★★★☆☆

100 min | PG-13 | January 19, 2026 | Amazon MGM Studios

Minority Report meets Judge Dredd meets GenZ phone addiction. Interesting premise undermined by a telegraphed twist and too many cop movie tropes.

The concept here is genuinely clever. An AI judge system that gives defendants 90 minutes to prove their innocence, with a detective who championed the system now strapped to the chair himself. It’s the kind of high-concept sci-fi premise that writes itself. And for stretches, it works.

Rebecca Ferguson is the surprise standout. Her AI Judge Maddox could have been a nothing role. Instead she brings real presence to what amounts to a face on a screen. Chris Pratt delivers more range than expected given he’s basically chained to a chair for the runtime. The constrained setting forces actual performance work rather than quip delivery.
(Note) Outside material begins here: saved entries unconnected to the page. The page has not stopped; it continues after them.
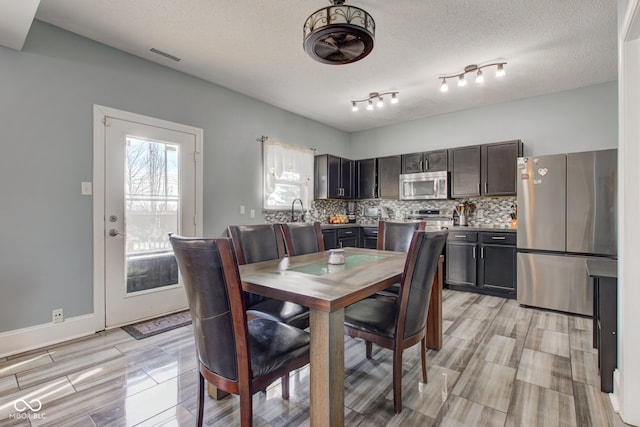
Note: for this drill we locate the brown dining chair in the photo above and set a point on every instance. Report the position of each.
(395, 236)
(400, 323)
(263, 242)
(302, 238)
(235, 355)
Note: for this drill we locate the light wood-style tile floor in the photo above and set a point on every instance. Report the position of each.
(500, 365)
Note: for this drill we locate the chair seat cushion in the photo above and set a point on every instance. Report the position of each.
(274, 344)
(281, 311)
(376, 315)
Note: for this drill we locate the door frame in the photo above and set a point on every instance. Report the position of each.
(99, 114)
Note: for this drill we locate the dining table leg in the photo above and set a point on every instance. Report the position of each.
(327, 368)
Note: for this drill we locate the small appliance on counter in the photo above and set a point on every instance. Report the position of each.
(434, 219)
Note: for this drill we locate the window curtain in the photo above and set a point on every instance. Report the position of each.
(287, 175)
The movie can’t decide if cops are heroes or villains. It fetishizes the badge in one scene, then condemns the whole system in the next. Jarring tonal whiplash that never resolves. And the third act twist is visible from orbit. Everything in acts one and two points directly at it. When it lands, you’re already past caring.

There’s a good movie in here trying to get out. The updated police procedural angle has legs. But they stuffed in every cop movie cliche they could find, and the drama gets overwrought. Trim the fat, cut the obvious twist, and this could have been something. Instead it’s solidly fine.